J Korean Neurosurg Soc.  2021 Nov;64(6):944-949. 10.3340/jkns.2021.0080.

Are “Unstable” Burst Fractures Really Unstable?

Affiliations
  • 1Department of Neurosurgery, Dong-A University Hospital, Dong-A University College of Medicine, Busan, Korea
  • 2Department of Neurosurgery, Gupo Sungsim Hospital, Busan, Korea

Abstract


Objective
: The stability is an important factor to decide the treatment plan in thoracolumbar burst fracture patients. Patients with an unstable burst fracture generally need operative management. Decrease in vertebral body height, local kyphosis, involvement of posterior column, and/or canal compromise are considered important factors to determine the treatment plan. On the other hand, in thoracolumbar injury classification system (TLICS), surgery is recommended in patients with TLICS of more than 5 points. The purpose of this study was to apply the TLICS score in patients with thoracolumbar burst fractures and to distinguish the differences of treatment plan on burst fracture.
Methods
: All patients, diagnosed as a thoracolumbar burst fracture between January 2006 and February 2019 were included in this study. Unstable thoracolumbar burst fracture was defined as burst fracture with neurologic deficit, three-column injury, kyphosis over 30 degrees, decrease of anterior body height over 40 percent and canal comprise more than 50%. TLICS score was measured with morphology, neurological involvement and posterior ligamentous complex integrity. The existence of instability was compared with TLICS score.
Results
: Total 233 patients (131 men, 102 women) were included in this study. In Denis classification, 51 patients (21.9%) diagnosed as stable burst fracture while 182 patients (78.1%) had unstable burst fracture. According to TLICS, 72 patients (30.9%) scored less than 4, while 161 patients (69.1%) scored 4 or more. All the patients with stable burst fracture scored 2 in TLICS. Twenty-one patients (9.0) scored 2 in TLICS but diagnosed as unstable burst fracture. Thirteen patients had over 40% of vertebra body compression, four patients had more than 50% of canal compromise, three patients had both body compression over 40% and kyphosis over 30 degrees, one patients had both body compression and canal compromise.

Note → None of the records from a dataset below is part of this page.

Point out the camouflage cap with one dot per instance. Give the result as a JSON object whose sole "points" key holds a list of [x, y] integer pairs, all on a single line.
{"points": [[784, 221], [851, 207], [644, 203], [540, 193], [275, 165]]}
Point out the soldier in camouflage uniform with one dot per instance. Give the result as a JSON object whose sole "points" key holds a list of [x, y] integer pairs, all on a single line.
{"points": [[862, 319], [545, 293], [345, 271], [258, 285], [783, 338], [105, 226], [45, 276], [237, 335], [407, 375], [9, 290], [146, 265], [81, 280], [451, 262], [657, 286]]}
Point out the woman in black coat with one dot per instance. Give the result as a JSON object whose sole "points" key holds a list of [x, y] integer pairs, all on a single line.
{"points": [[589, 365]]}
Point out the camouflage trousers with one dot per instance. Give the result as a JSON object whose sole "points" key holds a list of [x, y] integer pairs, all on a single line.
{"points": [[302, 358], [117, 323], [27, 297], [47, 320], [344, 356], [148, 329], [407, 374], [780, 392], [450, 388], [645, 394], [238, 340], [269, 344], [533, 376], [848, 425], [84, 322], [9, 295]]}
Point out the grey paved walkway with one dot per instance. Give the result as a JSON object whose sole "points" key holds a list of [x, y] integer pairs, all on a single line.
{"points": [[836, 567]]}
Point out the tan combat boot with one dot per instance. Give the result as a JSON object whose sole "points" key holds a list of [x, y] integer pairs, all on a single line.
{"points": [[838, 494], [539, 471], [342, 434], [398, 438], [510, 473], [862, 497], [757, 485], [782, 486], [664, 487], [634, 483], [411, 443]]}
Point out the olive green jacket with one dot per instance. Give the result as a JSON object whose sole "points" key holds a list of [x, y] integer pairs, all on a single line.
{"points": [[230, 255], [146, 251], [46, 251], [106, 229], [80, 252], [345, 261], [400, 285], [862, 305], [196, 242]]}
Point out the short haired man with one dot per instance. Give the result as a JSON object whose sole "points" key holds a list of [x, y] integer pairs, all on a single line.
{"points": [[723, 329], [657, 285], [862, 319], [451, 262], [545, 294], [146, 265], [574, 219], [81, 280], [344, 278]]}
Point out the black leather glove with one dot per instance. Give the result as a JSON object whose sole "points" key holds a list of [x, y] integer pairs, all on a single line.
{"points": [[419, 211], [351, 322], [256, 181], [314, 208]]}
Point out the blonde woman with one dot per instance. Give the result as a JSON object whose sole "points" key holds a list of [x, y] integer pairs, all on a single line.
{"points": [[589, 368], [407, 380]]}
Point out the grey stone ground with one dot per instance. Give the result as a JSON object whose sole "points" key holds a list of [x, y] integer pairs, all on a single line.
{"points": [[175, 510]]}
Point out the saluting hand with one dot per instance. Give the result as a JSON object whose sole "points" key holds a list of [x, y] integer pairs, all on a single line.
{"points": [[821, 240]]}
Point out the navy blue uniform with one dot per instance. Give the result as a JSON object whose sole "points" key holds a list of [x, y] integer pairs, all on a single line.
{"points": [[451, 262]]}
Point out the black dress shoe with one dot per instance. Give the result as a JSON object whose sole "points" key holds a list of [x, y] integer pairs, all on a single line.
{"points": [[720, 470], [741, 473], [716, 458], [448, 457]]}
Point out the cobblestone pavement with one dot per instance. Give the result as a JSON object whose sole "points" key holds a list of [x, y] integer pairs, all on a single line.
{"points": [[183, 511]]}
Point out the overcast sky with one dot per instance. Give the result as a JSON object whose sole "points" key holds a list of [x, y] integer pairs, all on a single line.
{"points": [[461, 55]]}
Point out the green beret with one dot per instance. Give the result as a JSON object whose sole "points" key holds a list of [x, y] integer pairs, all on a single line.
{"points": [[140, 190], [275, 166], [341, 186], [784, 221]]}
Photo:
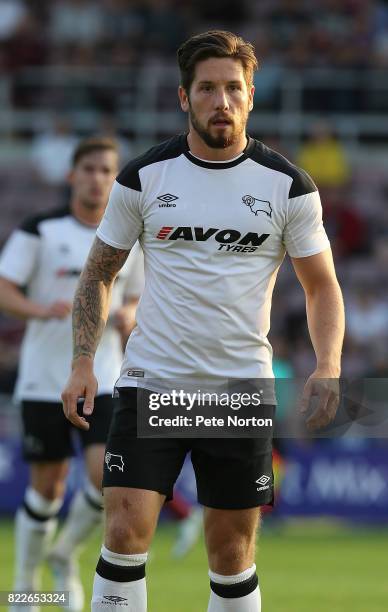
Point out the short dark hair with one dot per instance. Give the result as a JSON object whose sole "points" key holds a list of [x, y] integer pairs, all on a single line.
{"points": [[215, 43], [90, 145]]}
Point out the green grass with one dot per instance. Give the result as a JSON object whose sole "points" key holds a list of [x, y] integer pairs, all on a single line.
{"points": [[304, 567]]}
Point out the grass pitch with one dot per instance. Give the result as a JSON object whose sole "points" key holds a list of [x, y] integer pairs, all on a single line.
{"points": [[303, 567]]}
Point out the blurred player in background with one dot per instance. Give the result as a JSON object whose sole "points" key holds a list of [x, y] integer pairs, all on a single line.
{"points": [[45, 256], [215, 212]]}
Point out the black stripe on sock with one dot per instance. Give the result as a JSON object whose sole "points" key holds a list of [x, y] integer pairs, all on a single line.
{"points": [[91, 502], [231, 591], [34, 515], [120, 573]]}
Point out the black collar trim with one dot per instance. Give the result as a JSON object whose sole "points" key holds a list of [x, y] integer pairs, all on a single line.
{"points": [[219, 165]]}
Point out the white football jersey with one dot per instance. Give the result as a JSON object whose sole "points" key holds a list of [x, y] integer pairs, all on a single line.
{"points": [[46, 256], [213, 235]]}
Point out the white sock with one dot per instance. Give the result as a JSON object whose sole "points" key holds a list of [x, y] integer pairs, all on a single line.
{"points": [[120, 580], [84, 514], [34, 526], [238, 593]]}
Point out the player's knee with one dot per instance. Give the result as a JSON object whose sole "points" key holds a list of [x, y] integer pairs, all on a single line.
{"points": [[229, 556], [127, 538]]}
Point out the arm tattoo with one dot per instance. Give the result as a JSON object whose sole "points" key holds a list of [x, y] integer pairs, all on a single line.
{"points": [[92, 298]]}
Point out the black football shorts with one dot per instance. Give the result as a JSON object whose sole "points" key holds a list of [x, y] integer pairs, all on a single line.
{"points": [[231, 473], [48, 435]]}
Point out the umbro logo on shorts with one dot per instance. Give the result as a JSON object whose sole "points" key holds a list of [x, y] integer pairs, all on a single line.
{"points": [[263, 480], [112, 461]]}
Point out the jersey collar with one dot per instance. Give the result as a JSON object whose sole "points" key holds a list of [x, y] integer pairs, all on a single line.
{"points": [[217, 165]]}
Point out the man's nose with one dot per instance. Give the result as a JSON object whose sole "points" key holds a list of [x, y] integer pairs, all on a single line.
{"points": [[221, 100]]}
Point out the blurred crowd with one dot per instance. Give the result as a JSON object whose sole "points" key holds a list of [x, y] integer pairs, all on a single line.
{"points": [[299, 33], [288, 34]]}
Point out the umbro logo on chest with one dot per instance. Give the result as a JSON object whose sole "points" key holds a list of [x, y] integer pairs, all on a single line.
{"points": [[167, 200]]}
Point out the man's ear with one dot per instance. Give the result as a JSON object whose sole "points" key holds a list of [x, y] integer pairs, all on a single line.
{"points": [[251, 94], [183, 99], [69, 177]]}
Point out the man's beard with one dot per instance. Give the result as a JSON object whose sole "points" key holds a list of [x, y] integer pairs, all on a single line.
{"points": [[221, 141]]}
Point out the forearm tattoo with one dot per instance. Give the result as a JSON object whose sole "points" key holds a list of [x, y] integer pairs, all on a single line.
{"points": [[92, 298]]}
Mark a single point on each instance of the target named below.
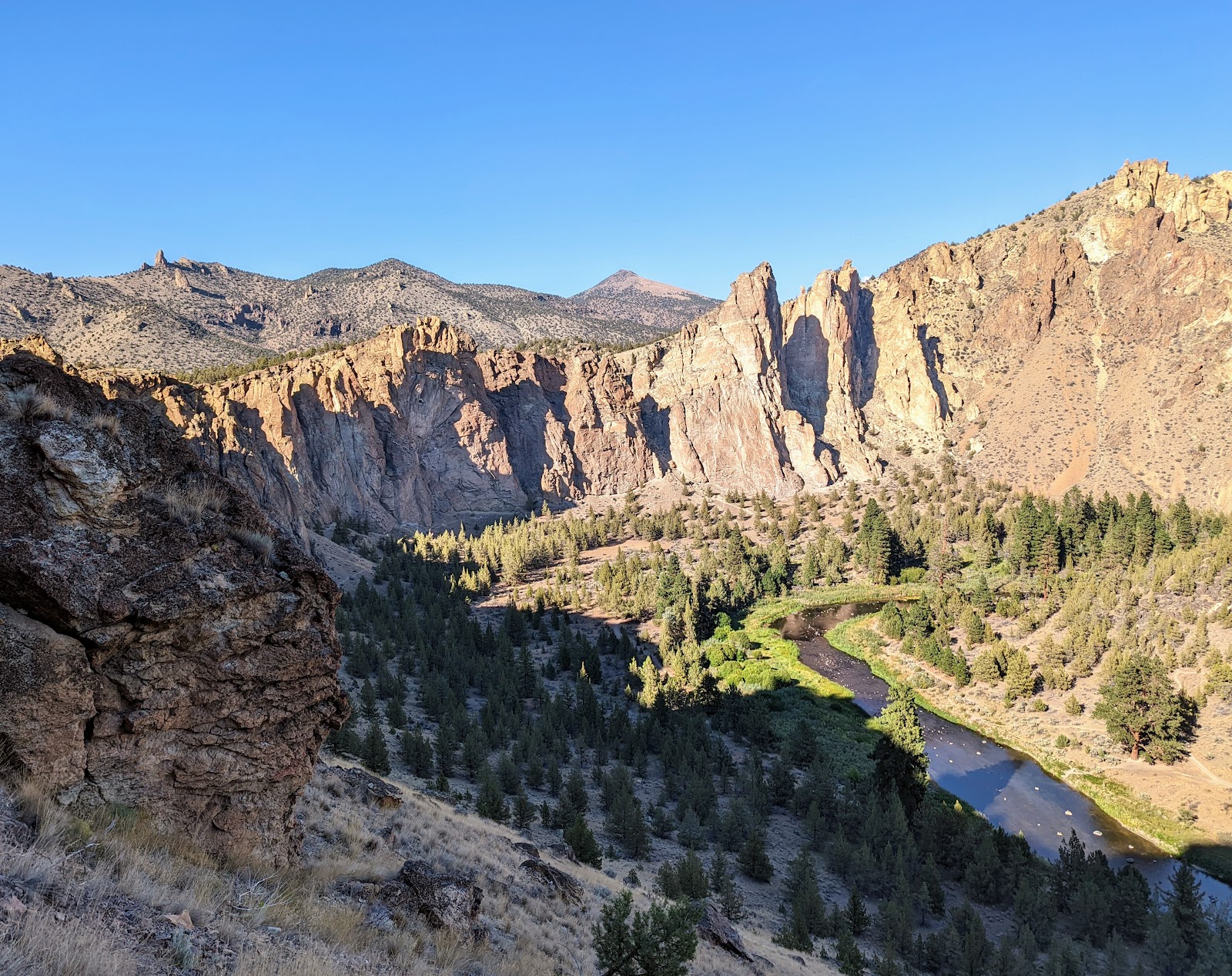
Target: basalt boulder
(162, 646)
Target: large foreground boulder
(162, 646)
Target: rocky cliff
(1088, 344)
(162, 646)
(185, 315)
(418, 428)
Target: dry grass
(30, 404)
(41, 945)
(109, 423)
(116, 855)
(189, 503)
(259, 543)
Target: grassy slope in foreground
(1115, 799)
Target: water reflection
(1009, 787)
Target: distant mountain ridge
(179, 316)
(630, 297)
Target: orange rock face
(163, 646)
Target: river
(1009, 787)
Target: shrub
(28, 404)
(189, 503)
(109, 423)
(259, 543)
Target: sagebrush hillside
(185, 315)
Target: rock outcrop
(443, 900)
(162, 646)
(418, 428)
(1090, 344)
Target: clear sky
(550, 145)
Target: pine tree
(492, 799)
(658, 943)
(850, 959)
(856, 914)
(1019, 676)
(691, 874)
(722, 883)
(753, 859)
(1183, 524)
(1143, 711)
(524, 811)
(582, 842)
(396, 715)
(899, 756)
(376, 756)
(1184, 902)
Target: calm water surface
(1007, 787)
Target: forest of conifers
(691, 763)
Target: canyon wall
(1090, 344)
(163, 646)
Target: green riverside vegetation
(539, 711)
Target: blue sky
(548, 145)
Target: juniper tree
(659, 941)
(375, 754)
(899, 756)
(722, 883)
(1143, 710)
(753, 859)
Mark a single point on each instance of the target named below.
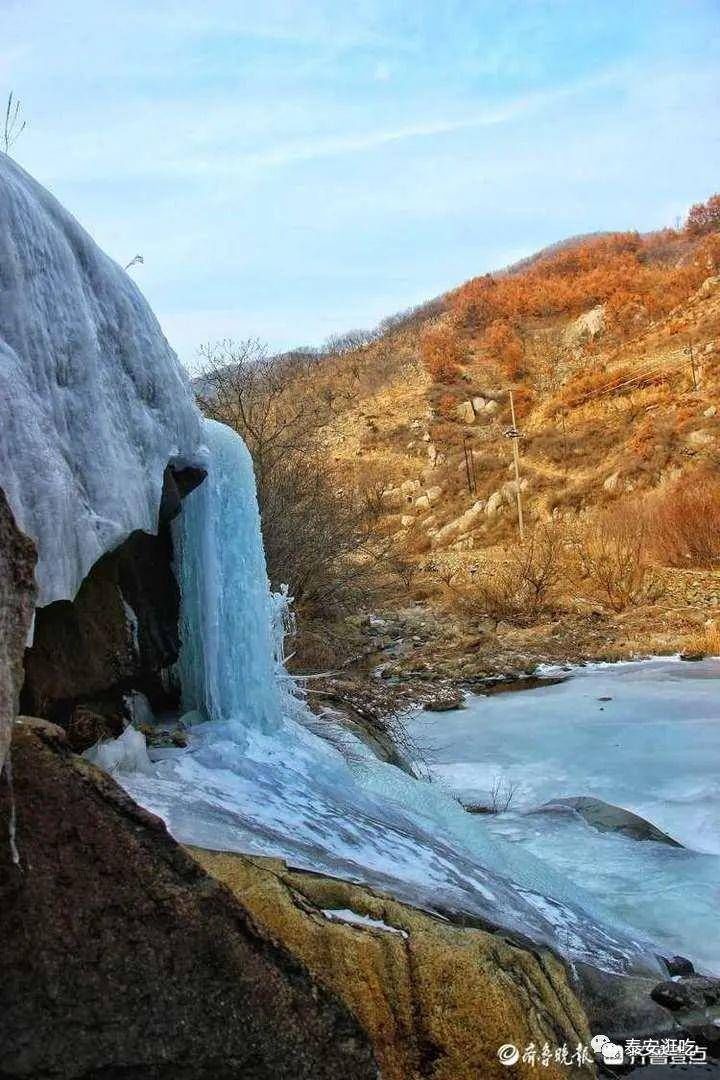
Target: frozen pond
(642, 736)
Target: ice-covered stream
(257, 779)
(641, 736)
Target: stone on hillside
(436, 999)
(493, 503)
(17, 591)
(608, 818)
(460, 525)
(465, 413)
(122, 957)
(709, 286)
(586, 326)
(392, 498)
(510, 490)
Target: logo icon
(612, 1054)
(508, 1054)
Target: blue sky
(290, 170)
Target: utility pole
(470, 466)
(692, 365)
(565, 445)
(514, 434)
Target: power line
(640, 374)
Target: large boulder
(608, 818)
(118, 636)
(437, 1000)
(122, 959)
(95, 402)
(17, 558)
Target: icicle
(12, 824)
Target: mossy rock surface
(437, 1000)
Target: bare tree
(317, 534)
(14, 124)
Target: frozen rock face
(16, 604)
(122, 958)
(94, 401)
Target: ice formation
(641, 736)
(94, 402)
(255, 779)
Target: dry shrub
(622, 378)
(440, 353)
(517, 586)
(502, 345)
(611, 557)
(683, 521)
(317, 537)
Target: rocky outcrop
(122, 959)
(119, 635)
(610, 819)
(437, 1000)
(17, 558)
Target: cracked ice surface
(256, 780)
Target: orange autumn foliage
(440, 353)
(636, 278)
(502, 346)
(704, 217)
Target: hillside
(386, 476)
(610, 346)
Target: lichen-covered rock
(437, 1000)
(95, 402)
(121, 958)
(17, 558)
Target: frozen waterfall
(256, 779)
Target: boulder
(17, 592)
(688, 993)
(122, 958)
(607, 818)
(508, 490)
(709, 287)
(494, 502)
(436, 999)
(701, 437)
(465, 413)
(392, 498)
(586, 327)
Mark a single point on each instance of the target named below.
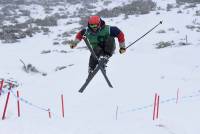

Fifteen patients presented kyphosis over 30 degrees, and three (20%) of them scored 2 in TLICS. Seventy-three patients presented vertebral body compression over 40% and 17 (23.3%) of them scored 2 in TLICS. Fifty-three patients presented spinal canal compromise more than 50%, and five (9.4%) of them scored 2 in TLICS.
Conclusion
: Although the instability of thoracolumbar burst fracture was regarded as a critical factor for operability, therapeutic strategies by TLICS do not exactly match with the concept of instability. According to the concept of TLICS, it should be reconsidered whether the unstable burst fracture truly unstable to do operation.

Keyword

Spinal injuries; Spinal fractures; Classification

Figure

  • Fig. 1. Plain X-ray, computed tomography (CT) and magnetic resonance image (MRI) of a 36-year-old male patient with a L2 burst fracture without neurological deficits. Radiologic measure of parameters. In plain X-ray lateral view, compression ratio of vertebral height was calculated by [1 – 2b / (a + c)], as the ratio of the fractured front vertebral body height to the mean of the adjacent upper and lower vertebral frontal body. He showed 55% of compression ratio. Kyphotic angle was measured by Cobb’s angle, between the superior end plate of the vertebra above and the inferior vertebra below the fractured level. He showed 9.2° of kyphosis (A). Spinal canal compromise was measured in axial image of CT scan by [1– d/e]. He showed 47% of spinal canal compromise (B). MRI of injured level present no signs of posterior ligamentous complex damage (C). His thoracolumbar injury classification system score was 2 (morphology, 2; posterior ligamentous complex, 0; neurology, 0). He underwent posterior decompression and pedicle screw fixation.